The Maryland state police cleverly swept away those annoying details. Paisley, according to the scenario they shared, had crisscrossed his body with the thirty-eight pounds of lead weights, then trundled to the side of the boat and, with one colossal effort, leaped overboard—yet deftly managed to reach across his chest and, while in midair, shoot himself above the left ear. It would have been, some wags suggested, an acrobatic maneuver nearly as nimble as the police investigators’ explanation.

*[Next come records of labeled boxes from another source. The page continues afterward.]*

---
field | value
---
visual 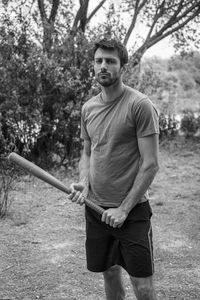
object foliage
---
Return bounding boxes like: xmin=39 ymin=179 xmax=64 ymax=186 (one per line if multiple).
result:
xmin=0 ymin=0 xmax=200 ymax=167
xmin=181 ymin=110 xmax=200 ymax=137
xmin=159 ymin=113 xmax=178 ymax=141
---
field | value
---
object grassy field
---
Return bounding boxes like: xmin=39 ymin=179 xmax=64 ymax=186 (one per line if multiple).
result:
xmin=0 ymin=142 xmax=200 ymax=300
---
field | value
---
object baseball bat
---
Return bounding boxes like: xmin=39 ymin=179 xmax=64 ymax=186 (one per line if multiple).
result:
xmin=8 ymin=152 xmax=104 ymax=214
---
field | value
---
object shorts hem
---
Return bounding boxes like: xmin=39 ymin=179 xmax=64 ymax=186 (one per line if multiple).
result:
xmin=87 ymin=264 xmax=155 ymax=278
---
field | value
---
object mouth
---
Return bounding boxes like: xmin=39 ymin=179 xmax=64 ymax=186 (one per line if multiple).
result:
xmin=99 ymin=73 xmax=109 ymax=77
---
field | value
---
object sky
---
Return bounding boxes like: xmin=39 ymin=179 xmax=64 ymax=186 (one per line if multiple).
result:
xmin=89 ymin=0 xmax=175 ymax=59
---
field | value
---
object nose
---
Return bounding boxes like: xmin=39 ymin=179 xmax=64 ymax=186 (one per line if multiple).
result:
xmin=101 ymin=59 xmax=107 ymax=71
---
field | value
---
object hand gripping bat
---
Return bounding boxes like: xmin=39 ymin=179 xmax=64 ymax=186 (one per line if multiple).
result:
xmin=8 ymin=152 xmax=104 ymax=214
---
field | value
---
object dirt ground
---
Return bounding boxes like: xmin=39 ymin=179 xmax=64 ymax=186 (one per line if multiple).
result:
xmin=0 ymin=142 xmax=200 ymax=300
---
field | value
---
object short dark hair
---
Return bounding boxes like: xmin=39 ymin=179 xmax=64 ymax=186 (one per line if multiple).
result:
xmin=93 ymin=38 xmax=128 ymax=67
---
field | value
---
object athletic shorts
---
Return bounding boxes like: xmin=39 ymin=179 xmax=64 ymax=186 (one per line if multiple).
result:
xmin=85 ymin=201 xmax=154 ymax=278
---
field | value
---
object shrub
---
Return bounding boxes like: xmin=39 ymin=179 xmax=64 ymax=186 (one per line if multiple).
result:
xmin=180 ymin=110 xmax=200 ymax=137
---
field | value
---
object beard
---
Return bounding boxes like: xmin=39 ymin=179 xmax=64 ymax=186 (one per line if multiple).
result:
xmin=96 ymin=73 xmax=119 ymax=87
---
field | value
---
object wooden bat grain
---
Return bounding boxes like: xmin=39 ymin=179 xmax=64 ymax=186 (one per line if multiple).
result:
xmin=8 ymin=152 xmax=104 ymax=214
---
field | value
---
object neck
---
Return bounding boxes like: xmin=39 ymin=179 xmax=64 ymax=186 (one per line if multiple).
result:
xmin=101 ymin=81 xmax=125 ymax=103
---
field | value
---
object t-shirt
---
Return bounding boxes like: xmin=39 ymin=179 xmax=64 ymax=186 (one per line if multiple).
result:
xmin=81 ymin=86 xmax=159 ymax=207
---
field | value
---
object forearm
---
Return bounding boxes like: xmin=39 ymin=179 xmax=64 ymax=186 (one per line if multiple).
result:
xmin=120 ymin=165 xmax=158 ymax=214
xmin=79 ymin=153 xmax=90 ymax=185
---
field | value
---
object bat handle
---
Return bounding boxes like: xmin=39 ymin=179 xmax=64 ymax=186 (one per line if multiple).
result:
xmin=85 ymin=199 xmax=104 ymax=215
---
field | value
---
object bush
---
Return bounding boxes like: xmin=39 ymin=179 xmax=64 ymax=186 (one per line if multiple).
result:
xmin=180 ymin=110 xmax=200 ymax=137
xmin=159 ymin=113 xmax=178 ymax=140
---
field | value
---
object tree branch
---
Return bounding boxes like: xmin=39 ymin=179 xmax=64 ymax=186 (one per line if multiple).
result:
xmin=87 ymin=0 xmax=106 ymax=24
xmin=124 ymin=0 xmax=146 ymax=46
xmin=49 ymin=0 xmax=60 ymax=23
xmin=38 ymin=0 xmax=47 ymax=22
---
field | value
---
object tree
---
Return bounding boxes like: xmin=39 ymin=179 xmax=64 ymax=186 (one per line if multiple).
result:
xmin=121 ymin=0 xmax=200 ymax=64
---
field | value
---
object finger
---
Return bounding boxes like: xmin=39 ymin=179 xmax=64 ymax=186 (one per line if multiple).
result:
xmin=67 ymin=191 xmax=76 ymax=200
xmin=71 ymin=191 xmax=81 ymax=202
xmin=69 ymin=183 xmax=75 ymax=194
xmin=76 ymin=194 xmax=85 ymax=205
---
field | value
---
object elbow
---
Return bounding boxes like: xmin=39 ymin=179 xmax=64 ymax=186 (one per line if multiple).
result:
xmin=144 ymin=160 xmax=159 ymax=175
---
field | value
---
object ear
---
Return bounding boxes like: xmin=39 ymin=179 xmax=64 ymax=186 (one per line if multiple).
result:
xmin=120 ymin=65 xmax=127 ymax=74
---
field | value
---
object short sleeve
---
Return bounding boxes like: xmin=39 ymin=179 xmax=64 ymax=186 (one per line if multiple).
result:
xmin=134 ymin=98 xmax=159 ymax=138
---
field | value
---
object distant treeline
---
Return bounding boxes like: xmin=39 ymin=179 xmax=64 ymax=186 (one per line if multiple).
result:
xmin=0 ymin=40 xmax=200 ymax=167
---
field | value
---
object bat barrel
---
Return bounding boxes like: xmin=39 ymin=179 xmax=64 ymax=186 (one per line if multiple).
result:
xmin=8 ymin=152 xmax=104 ymax=214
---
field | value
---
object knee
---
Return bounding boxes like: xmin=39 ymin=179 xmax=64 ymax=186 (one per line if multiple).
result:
xmin=137 ymin=284 xmax=154 ymax=299
xmin=103 ymin=266 xmax=120 ymax=281
xmin=131 ymin=278 xmax=154 ymax=299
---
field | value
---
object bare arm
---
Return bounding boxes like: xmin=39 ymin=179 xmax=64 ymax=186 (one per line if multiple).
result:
xmin=102 ymin=134 xmax=159 ymax=227
xmin=68 ymin=140 xmax=91 ymax=205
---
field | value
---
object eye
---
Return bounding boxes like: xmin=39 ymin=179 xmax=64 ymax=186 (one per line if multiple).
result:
xmin=106 ymin=58 xmax=116 ymax=65
xmin=95 ymin=58 xmax=102 ymax=64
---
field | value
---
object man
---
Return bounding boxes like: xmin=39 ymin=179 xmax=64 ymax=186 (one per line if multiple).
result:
xmin=69 ymin=39 xmax=159 ymax=300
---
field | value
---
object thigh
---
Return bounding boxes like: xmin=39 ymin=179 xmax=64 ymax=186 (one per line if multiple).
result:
xmin=85 ymin=208 xmax=119 ymax=272
xmin=119 ymin=220 xmax=154 ymax=278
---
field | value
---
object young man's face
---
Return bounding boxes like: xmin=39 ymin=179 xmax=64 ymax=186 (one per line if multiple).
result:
xmin=94 ymin=48 xmax=122 ymax=87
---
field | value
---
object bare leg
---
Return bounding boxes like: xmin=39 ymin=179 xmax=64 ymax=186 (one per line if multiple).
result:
xmin=103 ymin=266 xmax=125 ymax=300
xmin=130 ymin=276 xmax=157 ymax=300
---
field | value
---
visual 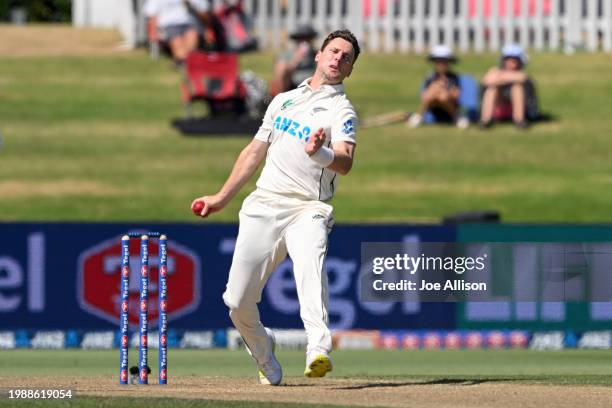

FOLLOWING THE UNFOLDING EVENTS FROM afar, exiled to Brussels, retired, privy to no agency files, relying on what he read in the papers and his faint memories of the John Paisley with whom he’d once worked, Pete could only wonder if it would ever be possible to get definitive answers. Was that Paisley’s body that had been hauled from the bay? Had he taken his own life? The reality, he decided, was that it would be impossible for him, for any outsider, to make sense of the sort of demons that would drive someone to blow his own brains out. There were things he would never know, Pete thought.
Yet at the same unsettling time Pete grew to feel with an increasing sense of urgency that there were things he needed to know. He thought of Trigon, and the completely unsatisfactory stories offered to explain his unmasking. What had really happened in Moscow? He also found himself wondering, If that wasn’t Paisley’s body, then whose was it? And why an impostor? Why fake a death? Why, for that matter, christen a boat with a bit of gibberish from Lewis Carroll? Was it, he wondered, some sort of clue? Would only a vorpal blade be able to cut through the thicket of suspicions and half-truths? And he wondered: Was the mystery of Paisley’s grotesque death another piece in the long-running puzzle he had been trying to piece together for years? Or was he once again, as his detractors had sneered, crudely shoving square pegs into round holes?
He thought of their vituperative attacks. Sick think. Paranoid. Obsessed. The Monster Plot. They had hurled those accusations at him, and, he knew, the imprecations had found their mark. He had been branded. In the end, more angry than beaten, he’d run off, slamming the door firmly behind him.
That should be that, he thought. But he also knew their facile psychologizing had not come close to what had been driving him on back then. Or now. He was his father’s son, and the irreducible core of his proud inheritance was an unwavering commitment to his duty. He knew now, as he had always known, that things had gone very wrong at the agency. It was a knowledge that was both cruel and dangerous. And it would not let him rest.
Chapter 3
AND YET PETE HESITATED. BRUSSELS had been in his time a good place to be a spy, and now Pete, nearly eight years after walking away from the agency yet still a sprightly fifty-four, was finding it an even better place to put the past behind him and reenter the overt world.